The only officinal preparation, in which this root was an ingredient,
was a compound powder; in which form its virtues are very precarious.
Some recommend a tincture of it drawn with wine; but neither wine,
water, nor spirit, extract its virtues.--Lewis's Mat. Med.

182. ASARUM Europaeum, ASARABACCA. The Leaves. L. E. D.--Both the roots
and leaves have a nauseous, bitter, acrimonious, hot taste; their smell
is strong, and not very disagreeable. Given in substance from half a
dram to a dram, they evacuate powerfully both upwards and downwards.
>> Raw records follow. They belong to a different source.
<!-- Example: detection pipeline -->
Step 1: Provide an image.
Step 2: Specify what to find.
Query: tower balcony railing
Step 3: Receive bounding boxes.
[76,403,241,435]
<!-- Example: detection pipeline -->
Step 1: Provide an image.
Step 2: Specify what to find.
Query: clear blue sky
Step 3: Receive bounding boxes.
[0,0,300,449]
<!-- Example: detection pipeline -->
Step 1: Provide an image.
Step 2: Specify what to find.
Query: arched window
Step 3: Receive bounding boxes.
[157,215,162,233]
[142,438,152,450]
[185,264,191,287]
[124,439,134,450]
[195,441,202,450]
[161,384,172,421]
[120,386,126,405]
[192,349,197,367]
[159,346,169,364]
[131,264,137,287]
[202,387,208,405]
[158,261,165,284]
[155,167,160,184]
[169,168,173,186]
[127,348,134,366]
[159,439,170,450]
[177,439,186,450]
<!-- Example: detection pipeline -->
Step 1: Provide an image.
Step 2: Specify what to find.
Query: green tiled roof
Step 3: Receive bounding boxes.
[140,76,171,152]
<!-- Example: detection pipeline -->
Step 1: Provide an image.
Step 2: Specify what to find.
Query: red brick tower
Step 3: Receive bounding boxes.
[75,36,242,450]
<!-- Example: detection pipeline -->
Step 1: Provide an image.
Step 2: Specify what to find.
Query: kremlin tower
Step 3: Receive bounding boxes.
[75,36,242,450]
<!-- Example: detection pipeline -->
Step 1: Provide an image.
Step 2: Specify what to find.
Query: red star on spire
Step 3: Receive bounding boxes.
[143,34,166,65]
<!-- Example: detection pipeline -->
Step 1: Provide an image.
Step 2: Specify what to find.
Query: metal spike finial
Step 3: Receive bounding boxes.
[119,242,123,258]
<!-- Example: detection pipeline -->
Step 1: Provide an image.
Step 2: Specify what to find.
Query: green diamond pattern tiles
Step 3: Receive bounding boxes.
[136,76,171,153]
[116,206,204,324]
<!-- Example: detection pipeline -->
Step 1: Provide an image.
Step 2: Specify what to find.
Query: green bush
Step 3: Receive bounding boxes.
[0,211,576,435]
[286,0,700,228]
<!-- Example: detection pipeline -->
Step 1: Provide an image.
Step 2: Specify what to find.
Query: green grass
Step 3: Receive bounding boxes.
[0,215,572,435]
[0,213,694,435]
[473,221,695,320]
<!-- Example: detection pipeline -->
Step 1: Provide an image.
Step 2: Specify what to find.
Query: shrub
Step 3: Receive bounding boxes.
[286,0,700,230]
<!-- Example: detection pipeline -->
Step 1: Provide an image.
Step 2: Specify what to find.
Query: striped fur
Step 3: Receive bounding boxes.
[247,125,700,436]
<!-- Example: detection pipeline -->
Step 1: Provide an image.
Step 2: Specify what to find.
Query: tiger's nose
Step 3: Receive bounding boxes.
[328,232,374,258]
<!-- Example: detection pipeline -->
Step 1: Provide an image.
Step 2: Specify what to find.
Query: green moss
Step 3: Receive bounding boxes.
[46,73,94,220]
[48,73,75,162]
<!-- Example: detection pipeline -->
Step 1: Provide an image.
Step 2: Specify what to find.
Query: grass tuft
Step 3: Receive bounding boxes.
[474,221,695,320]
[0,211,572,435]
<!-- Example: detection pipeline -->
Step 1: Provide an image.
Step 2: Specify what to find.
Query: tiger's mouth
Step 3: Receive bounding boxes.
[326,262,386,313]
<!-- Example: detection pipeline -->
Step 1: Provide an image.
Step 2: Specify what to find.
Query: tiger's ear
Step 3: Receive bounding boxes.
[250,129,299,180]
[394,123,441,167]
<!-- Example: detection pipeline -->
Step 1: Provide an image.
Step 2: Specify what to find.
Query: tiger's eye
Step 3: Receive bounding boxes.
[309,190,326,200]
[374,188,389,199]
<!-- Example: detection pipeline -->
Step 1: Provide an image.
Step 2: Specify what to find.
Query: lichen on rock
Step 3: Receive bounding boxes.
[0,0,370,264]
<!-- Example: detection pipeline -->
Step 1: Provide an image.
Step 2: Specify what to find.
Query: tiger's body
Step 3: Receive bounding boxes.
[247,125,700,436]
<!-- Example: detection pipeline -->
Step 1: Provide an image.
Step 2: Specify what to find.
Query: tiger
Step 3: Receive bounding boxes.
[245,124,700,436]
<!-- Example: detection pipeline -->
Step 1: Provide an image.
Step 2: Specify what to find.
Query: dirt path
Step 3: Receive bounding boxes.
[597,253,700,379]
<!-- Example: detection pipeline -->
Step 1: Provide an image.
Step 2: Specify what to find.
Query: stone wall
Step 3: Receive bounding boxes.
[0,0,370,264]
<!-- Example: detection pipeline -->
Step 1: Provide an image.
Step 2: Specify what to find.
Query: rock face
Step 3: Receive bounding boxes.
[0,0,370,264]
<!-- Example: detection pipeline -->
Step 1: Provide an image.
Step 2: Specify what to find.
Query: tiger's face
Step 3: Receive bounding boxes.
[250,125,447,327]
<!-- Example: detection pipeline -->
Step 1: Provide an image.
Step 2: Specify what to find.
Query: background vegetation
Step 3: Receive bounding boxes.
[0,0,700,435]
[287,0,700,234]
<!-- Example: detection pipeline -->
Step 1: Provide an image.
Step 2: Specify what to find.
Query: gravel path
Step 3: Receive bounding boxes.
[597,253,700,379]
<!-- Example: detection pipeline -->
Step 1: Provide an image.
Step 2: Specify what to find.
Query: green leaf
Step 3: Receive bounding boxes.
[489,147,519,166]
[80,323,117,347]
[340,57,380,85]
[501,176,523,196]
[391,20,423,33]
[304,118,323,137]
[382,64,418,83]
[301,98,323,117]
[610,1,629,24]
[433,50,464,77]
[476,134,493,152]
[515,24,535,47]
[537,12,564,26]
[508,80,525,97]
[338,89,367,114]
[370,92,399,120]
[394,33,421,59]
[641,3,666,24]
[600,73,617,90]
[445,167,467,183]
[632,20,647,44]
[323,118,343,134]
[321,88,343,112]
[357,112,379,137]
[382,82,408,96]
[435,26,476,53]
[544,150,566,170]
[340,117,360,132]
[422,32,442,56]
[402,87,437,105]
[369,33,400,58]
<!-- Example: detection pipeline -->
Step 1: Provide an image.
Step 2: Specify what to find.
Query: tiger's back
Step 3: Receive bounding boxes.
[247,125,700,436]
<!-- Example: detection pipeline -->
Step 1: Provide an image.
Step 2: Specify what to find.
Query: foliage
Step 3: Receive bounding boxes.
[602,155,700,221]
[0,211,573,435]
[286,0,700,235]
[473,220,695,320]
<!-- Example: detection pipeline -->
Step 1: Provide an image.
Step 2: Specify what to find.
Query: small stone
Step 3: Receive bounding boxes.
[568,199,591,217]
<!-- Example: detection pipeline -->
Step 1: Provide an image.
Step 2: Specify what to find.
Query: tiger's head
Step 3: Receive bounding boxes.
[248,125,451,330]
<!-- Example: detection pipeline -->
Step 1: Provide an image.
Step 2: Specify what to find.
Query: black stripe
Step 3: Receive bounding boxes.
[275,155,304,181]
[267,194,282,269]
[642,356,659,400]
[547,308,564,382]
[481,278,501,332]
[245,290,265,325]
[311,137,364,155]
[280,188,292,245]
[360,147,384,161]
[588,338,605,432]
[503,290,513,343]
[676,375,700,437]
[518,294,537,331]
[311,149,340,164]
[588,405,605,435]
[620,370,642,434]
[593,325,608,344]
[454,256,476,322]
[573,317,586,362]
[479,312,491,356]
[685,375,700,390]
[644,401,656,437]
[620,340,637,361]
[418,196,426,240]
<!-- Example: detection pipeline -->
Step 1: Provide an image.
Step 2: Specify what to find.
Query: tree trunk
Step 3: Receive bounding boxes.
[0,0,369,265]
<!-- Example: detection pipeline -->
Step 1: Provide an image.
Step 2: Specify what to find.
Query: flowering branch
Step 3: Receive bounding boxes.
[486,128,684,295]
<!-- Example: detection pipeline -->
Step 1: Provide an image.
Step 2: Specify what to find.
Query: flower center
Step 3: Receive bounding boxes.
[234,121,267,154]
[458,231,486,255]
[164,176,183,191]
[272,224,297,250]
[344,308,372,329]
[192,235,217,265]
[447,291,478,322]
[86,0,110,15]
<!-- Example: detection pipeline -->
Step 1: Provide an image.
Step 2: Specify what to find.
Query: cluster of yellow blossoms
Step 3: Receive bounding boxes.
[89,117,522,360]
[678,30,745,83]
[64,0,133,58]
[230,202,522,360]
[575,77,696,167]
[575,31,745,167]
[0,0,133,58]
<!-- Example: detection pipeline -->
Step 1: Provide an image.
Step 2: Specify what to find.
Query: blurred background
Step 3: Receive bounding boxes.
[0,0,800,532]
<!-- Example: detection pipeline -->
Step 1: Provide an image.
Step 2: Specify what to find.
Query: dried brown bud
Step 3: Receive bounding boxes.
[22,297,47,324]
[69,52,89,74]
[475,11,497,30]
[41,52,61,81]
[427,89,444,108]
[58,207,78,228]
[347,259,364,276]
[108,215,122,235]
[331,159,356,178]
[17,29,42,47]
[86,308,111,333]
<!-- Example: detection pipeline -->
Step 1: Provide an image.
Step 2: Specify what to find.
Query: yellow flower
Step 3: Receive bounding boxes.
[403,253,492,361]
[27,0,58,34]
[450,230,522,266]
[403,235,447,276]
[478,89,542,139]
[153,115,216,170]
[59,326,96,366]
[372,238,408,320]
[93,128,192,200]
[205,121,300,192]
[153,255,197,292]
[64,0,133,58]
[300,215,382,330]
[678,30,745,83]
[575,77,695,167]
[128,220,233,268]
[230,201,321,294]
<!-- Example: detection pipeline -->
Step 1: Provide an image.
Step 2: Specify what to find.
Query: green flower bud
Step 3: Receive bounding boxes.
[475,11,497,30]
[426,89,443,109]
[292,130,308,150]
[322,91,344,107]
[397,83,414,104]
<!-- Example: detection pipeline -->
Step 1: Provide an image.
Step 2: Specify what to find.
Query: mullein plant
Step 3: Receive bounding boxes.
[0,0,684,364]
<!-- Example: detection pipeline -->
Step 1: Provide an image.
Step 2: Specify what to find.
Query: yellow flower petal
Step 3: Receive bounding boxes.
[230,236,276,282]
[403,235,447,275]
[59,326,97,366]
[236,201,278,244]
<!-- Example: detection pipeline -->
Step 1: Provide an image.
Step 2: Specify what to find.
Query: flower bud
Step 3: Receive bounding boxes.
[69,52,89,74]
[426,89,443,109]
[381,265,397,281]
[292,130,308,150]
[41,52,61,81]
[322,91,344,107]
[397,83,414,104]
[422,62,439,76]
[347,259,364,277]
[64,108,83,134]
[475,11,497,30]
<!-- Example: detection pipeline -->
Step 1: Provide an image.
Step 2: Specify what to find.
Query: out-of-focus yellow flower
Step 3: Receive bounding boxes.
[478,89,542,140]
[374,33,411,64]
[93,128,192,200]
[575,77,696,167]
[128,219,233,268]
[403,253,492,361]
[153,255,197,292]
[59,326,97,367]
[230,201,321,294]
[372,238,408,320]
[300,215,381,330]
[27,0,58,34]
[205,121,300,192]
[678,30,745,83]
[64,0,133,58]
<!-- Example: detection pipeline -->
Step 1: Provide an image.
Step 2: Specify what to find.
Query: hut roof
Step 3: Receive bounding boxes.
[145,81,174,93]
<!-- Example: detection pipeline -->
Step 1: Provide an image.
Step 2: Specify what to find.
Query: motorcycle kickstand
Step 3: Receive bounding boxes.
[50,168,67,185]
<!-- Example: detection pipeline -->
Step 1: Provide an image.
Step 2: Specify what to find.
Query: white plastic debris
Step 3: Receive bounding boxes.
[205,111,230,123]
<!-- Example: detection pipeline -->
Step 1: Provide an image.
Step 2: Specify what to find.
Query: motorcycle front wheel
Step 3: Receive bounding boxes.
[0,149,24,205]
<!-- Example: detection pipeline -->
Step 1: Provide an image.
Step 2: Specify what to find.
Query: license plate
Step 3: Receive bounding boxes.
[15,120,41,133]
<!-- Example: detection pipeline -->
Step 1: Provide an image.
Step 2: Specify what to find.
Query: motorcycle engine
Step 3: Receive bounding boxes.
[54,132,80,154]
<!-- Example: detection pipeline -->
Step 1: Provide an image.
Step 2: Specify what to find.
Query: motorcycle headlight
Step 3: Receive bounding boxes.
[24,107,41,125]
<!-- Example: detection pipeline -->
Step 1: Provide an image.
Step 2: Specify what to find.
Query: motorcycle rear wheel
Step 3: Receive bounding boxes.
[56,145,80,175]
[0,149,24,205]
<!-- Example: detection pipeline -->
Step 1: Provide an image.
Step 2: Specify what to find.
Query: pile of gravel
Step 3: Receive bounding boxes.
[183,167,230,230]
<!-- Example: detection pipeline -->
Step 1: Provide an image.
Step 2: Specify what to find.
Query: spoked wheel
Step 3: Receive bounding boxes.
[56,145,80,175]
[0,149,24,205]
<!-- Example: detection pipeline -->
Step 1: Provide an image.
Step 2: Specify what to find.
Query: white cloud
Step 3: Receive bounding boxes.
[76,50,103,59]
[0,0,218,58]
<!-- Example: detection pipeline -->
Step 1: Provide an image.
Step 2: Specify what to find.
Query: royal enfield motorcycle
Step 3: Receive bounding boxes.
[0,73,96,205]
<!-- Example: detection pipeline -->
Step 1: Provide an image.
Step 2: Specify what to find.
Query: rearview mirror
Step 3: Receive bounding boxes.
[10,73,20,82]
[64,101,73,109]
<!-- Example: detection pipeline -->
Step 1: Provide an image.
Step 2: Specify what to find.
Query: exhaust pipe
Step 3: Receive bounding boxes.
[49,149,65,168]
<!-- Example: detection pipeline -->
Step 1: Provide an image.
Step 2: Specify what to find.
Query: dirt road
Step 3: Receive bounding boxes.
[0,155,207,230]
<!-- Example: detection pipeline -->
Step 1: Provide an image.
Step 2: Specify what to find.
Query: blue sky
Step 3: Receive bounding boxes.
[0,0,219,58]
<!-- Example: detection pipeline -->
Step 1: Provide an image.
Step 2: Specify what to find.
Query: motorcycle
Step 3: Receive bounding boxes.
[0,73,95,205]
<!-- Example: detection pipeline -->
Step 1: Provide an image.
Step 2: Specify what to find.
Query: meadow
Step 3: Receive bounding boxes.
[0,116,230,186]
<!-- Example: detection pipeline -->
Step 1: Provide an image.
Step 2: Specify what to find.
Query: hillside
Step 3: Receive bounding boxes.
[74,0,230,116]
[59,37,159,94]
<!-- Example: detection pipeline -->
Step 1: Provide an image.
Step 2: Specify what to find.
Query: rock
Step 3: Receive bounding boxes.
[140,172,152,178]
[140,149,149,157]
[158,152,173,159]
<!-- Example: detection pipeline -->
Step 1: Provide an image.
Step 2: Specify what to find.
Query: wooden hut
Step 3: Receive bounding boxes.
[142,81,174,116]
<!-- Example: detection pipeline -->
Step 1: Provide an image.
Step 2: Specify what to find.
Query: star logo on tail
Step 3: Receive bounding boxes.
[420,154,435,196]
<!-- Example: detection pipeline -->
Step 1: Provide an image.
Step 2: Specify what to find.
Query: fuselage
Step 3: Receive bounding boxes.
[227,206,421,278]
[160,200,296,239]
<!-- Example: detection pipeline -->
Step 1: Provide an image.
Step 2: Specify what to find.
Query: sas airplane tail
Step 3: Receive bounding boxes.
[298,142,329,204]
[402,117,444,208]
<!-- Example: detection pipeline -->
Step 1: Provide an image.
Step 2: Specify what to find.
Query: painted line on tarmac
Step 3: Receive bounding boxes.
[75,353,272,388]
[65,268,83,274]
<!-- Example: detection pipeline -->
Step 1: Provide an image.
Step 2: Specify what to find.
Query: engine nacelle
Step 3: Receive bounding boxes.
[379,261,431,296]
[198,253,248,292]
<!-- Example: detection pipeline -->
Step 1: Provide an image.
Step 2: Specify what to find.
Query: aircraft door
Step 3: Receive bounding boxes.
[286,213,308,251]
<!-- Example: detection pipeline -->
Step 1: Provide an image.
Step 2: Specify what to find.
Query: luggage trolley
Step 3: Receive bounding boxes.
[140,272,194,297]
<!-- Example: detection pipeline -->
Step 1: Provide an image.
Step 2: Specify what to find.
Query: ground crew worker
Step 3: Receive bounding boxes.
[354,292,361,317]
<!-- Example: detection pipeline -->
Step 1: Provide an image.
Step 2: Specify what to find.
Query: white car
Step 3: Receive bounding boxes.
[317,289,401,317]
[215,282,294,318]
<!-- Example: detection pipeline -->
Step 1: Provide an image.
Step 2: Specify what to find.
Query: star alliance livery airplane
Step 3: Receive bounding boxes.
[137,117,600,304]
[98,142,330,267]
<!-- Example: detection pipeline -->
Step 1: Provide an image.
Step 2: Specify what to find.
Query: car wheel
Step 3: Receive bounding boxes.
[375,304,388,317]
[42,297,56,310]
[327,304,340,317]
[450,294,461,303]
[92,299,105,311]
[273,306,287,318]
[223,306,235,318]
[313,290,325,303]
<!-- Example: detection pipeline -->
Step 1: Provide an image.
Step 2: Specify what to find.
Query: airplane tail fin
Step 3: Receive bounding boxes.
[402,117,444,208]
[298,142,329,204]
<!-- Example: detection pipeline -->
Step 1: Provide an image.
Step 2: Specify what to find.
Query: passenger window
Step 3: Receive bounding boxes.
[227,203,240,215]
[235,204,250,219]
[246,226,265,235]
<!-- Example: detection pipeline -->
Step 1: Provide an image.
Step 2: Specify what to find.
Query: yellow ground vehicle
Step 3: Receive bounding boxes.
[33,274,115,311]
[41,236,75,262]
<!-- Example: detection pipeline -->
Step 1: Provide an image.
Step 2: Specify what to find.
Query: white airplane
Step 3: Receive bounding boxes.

It
is said that tinctures made in spirituous menstrua possess both the
emetic and cathartic virtues of the plant: that the extract obtained by
inspissating these tinctures acts only by vomit, and with great
mildness: that an infusion in water proves cathartic, rarely emetic:
that aqueous decoctions made by long boiling, and the watery extract,
have no purgative or emetic quality, but prove notable diaphoretics,
diuretics, and emmenagogues.
Its principal use at present is as a sternutatory. The root of asarum is
perhaps the strongest of all the vegetable errhines, white hellebore
itself not excepted. Snuffed up the nose, in the quantity of a grain or
two, it occasions a large evacuation of mucus, and raises a plentiful
spitting.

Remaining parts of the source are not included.